My boy is exercising his inalienable right as a preadolescent to try on a broad, incongruous variety of personae. Sooner or later, he will find one that fits. I will not rush that decision. He does it with my blessings, and my envy.

Forty years ago, it was not so easy for my friend Jack.

Jack was artistic, inclined toward theater and dance. He ran and threw a ball "like a girl." Jack played Curly in a youth theater production of "Oklahoma." On occasion, he would get a little too close and touchy to a boy in ways that made you feel odd and squeamish - perhaps a function of being the only child of remote and unemotional parents, or perhaps a preadolescent testing out of his nascent sexual ambivalence.

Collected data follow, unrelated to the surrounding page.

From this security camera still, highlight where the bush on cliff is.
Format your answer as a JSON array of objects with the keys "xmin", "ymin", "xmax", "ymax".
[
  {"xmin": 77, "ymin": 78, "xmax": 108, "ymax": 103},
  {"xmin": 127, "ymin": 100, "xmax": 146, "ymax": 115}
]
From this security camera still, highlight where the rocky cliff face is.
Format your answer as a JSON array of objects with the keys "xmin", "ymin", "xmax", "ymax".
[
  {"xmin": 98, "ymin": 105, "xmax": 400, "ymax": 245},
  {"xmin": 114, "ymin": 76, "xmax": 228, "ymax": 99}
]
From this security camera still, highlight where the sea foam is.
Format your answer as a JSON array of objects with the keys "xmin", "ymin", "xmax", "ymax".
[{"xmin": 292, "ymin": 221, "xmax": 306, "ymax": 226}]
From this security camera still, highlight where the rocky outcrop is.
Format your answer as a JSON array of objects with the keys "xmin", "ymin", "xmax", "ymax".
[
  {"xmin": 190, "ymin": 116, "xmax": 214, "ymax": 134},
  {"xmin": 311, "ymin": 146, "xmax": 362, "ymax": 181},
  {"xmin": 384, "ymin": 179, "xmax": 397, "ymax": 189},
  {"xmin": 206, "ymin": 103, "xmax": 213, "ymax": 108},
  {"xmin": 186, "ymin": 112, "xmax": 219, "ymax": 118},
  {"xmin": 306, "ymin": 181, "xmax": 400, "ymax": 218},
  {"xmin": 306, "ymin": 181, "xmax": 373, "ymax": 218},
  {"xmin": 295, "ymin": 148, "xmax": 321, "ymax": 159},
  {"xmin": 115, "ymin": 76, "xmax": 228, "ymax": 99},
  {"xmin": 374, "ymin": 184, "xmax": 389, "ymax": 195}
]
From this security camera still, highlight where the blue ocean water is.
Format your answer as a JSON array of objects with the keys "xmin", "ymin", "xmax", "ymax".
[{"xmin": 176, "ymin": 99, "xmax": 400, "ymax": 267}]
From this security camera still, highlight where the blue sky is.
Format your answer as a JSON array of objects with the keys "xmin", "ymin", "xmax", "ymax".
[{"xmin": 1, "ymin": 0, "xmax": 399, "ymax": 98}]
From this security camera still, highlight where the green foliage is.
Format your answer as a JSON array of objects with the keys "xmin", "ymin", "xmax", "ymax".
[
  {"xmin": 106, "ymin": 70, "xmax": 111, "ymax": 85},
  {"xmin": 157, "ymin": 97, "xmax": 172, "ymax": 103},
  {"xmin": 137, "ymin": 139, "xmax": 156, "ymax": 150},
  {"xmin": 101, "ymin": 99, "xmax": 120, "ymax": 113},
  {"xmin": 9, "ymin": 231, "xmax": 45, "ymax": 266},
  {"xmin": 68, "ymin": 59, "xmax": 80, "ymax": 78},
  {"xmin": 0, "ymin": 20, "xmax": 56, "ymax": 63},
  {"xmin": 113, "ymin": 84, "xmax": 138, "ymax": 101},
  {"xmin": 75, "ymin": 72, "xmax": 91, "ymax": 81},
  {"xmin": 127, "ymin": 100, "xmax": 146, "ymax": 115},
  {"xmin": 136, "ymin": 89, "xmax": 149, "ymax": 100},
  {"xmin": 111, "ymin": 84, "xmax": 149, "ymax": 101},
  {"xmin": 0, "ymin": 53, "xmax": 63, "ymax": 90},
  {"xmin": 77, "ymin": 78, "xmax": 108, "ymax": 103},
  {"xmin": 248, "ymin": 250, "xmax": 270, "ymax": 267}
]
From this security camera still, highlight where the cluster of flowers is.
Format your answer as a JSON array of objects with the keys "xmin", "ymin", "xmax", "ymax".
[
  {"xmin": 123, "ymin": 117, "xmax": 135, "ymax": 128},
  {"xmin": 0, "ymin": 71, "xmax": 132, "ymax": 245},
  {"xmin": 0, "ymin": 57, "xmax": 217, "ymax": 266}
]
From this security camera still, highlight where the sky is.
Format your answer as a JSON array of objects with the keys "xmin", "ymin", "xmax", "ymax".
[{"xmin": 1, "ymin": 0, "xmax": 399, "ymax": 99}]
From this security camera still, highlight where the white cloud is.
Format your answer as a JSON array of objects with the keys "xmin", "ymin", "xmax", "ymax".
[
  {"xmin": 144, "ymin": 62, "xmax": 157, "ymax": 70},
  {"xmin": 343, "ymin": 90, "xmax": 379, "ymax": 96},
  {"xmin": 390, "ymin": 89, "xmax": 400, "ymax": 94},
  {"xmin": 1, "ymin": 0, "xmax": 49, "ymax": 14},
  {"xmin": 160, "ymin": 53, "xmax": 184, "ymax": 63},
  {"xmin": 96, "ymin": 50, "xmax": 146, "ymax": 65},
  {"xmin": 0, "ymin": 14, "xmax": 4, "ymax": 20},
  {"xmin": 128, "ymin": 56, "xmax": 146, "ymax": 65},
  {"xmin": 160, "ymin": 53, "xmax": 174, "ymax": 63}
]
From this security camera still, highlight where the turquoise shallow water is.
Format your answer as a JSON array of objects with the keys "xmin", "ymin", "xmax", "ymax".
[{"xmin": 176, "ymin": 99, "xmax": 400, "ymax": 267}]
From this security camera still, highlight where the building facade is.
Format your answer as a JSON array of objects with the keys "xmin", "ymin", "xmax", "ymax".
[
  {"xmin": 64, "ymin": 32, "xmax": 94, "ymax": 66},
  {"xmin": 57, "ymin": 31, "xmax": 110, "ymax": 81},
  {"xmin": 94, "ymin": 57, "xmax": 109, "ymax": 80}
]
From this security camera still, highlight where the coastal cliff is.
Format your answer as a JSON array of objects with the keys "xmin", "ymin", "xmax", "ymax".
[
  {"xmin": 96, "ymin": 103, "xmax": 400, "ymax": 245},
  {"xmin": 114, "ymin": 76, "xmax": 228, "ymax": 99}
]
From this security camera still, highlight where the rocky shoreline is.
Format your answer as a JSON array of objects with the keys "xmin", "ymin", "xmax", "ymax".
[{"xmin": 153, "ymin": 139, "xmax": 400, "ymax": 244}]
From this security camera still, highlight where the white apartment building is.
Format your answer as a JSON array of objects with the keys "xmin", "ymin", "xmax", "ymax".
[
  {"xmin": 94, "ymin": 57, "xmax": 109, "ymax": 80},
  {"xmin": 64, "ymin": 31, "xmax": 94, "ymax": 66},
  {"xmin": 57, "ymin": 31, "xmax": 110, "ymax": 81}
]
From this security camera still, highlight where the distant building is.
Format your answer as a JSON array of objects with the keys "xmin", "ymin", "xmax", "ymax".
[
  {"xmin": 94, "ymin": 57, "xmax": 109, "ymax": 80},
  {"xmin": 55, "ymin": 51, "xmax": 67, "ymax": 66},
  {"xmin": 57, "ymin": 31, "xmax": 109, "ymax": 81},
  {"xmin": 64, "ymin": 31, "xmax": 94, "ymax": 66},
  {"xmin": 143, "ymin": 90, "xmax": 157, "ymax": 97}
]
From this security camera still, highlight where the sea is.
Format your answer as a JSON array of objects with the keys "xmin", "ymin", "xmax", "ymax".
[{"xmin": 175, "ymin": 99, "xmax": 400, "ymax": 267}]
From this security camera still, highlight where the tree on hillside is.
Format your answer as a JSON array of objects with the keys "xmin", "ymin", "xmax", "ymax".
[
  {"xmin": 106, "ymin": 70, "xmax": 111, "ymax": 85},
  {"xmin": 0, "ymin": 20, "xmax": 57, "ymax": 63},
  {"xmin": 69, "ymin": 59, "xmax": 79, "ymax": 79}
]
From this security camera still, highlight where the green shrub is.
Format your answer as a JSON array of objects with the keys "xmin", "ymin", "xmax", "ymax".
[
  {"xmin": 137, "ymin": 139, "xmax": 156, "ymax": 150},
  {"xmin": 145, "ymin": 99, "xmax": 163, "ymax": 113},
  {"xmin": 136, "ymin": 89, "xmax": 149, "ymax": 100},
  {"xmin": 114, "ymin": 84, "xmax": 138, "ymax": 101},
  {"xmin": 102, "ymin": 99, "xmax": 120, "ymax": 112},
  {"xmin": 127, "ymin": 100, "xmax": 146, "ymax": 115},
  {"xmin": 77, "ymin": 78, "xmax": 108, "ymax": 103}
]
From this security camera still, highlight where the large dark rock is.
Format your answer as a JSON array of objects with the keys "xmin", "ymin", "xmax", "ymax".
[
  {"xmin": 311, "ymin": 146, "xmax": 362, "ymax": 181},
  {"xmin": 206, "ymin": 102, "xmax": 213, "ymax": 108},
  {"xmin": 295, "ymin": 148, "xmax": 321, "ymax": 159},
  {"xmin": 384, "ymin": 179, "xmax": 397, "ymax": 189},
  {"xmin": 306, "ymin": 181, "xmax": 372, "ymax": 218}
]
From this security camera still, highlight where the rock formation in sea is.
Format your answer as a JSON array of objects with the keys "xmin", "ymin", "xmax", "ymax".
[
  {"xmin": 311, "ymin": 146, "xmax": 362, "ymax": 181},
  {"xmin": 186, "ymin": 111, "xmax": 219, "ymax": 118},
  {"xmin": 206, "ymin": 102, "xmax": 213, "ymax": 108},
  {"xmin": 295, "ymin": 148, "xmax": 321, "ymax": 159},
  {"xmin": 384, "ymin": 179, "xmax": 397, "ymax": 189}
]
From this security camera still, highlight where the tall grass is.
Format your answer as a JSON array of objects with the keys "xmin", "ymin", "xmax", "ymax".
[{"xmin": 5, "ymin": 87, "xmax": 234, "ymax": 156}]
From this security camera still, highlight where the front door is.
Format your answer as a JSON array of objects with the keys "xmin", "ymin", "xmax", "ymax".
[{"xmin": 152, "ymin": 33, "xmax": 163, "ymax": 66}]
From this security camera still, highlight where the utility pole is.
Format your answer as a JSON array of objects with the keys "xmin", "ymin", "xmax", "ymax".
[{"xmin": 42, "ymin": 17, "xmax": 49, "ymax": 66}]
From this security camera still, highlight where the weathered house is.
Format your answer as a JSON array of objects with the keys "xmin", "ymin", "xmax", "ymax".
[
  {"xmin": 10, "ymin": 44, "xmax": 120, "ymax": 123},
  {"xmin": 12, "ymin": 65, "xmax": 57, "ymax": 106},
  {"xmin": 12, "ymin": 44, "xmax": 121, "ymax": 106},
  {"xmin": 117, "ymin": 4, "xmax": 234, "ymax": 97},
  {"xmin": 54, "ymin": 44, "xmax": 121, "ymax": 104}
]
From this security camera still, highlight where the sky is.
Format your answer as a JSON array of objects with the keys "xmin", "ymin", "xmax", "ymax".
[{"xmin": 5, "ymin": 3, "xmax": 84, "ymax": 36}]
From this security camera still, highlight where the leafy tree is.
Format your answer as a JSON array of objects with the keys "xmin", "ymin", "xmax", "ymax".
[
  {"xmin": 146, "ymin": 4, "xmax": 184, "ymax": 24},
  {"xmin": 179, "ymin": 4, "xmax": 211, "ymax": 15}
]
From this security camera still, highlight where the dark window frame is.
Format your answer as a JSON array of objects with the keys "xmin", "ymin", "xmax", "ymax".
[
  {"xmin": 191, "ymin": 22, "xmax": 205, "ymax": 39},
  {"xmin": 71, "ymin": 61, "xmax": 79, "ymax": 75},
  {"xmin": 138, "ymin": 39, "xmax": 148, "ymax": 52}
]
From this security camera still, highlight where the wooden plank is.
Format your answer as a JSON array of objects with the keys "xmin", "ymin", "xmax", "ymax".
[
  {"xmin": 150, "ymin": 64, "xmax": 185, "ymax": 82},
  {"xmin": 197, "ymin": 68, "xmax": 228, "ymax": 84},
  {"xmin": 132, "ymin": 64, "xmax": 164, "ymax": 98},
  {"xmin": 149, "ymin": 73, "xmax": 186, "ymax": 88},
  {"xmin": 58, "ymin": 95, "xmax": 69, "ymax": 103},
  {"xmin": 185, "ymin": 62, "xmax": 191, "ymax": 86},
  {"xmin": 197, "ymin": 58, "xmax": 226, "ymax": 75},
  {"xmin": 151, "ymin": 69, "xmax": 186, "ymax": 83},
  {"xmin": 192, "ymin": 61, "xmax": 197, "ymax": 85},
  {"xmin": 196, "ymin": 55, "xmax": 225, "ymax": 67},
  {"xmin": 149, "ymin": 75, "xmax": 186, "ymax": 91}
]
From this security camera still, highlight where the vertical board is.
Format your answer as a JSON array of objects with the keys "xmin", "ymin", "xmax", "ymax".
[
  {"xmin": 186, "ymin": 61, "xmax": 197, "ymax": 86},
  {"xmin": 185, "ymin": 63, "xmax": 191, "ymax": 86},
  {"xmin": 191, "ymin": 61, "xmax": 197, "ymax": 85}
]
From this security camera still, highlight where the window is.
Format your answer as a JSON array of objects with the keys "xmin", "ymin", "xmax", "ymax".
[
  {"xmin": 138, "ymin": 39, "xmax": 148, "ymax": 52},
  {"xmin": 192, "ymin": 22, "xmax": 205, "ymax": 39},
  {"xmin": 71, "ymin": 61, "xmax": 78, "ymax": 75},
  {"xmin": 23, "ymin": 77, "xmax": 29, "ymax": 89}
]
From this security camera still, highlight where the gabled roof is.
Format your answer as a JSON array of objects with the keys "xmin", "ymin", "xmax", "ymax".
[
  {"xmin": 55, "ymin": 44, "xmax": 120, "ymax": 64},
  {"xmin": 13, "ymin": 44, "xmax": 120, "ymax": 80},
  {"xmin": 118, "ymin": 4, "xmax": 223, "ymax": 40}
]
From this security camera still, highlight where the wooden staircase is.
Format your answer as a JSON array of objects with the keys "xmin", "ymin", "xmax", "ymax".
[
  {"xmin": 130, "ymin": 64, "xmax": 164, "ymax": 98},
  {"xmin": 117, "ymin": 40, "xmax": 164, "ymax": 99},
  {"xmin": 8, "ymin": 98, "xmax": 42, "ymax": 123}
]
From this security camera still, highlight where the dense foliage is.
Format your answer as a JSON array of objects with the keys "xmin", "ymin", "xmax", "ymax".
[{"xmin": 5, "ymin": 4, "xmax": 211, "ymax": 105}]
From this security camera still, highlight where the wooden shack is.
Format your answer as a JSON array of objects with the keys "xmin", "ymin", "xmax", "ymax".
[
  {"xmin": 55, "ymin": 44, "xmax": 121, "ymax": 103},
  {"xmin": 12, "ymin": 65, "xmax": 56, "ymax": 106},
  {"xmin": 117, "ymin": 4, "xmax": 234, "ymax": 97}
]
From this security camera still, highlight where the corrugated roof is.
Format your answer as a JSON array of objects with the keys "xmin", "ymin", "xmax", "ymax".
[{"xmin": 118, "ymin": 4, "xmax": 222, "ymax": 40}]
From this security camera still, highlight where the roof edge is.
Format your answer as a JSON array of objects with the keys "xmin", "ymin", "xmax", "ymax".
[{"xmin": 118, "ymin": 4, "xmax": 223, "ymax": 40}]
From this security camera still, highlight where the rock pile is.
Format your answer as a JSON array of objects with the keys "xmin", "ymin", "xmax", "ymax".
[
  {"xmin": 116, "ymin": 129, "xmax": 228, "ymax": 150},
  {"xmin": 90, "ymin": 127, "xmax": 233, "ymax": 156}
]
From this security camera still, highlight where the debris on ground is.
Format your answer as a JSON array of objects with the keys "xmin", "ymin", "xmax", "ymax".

Jack, they said, was a "homo." That was the cruel caption ordained by the gang of pubescent boys who, like most boys at that confusing age, were no more secure in their sexuality than Jack.

"Homo!" they would leer at him as he passed them in the hall. "Homo!" they would yell as he reluctantly took his turn at bat in the schoolyard. "Homo!" they would hiss at him over the telephone before slamming down the receiver.

But despite it all, Jack was a nice kid. Or, at least he was sufficiently bereft of cruelty and rowdiness to welcome a sensitive mama's boy like me as his friend. It was an odd relationship, odd certainly by adolescent male standards of middle-class Chicago, circa 1962 - an amalgam of sexual misinformation, sports, put-downs and toilet humor.
Jack and I sat for hours, talking about teachers, aspiration, only-child-hood, hurt, the plight of being "different." Never once did he make a physical advance toward me, not even an affectionate stroke on the arm.

To Jack's tormentors, I was a "homo-lover." Gradually, I became Jack's advocate and defender. I thus came upon a disheartening reality that still, more than three decades later, I accept only with greatest difficulty: Prejudiced, insensitive people are remarkably resistant to appeals to conscience and compassion.

After all the "how would you feel if . . ?" and "do unto others" arguments have been exhausted, so many people are still terminally driven by the urge to conform, the need to be accepted, the inclination to judge, the fear of the different and the unknown.
So Jack remained a "homo." I remained, if not a "homo-lover," then at least a friend, an advocate, a defender. And I am as amazed, frustrated and angry today as I was 38 years ago that - despite all the supposed progress in the intervening years - such malice and ignorance still prevail.

The image of Benjy trying on his Bors and trying out another persona draws my mind back to Jack, who, in the best of all possible worlds, should have enjoyed the freedom to discover a "self" that fit, unencumbered by the cruelty of his peers.

I lost touch with Jack years ago, not knowing or caring whether that talented youngster wound up homosexual, heterosexual or something in between. All I can do is wish him peace, and respite from the torment of his differentness. But with callousness and xenophobia still so rife, I'm sorry I can't give that wish more than half a chance.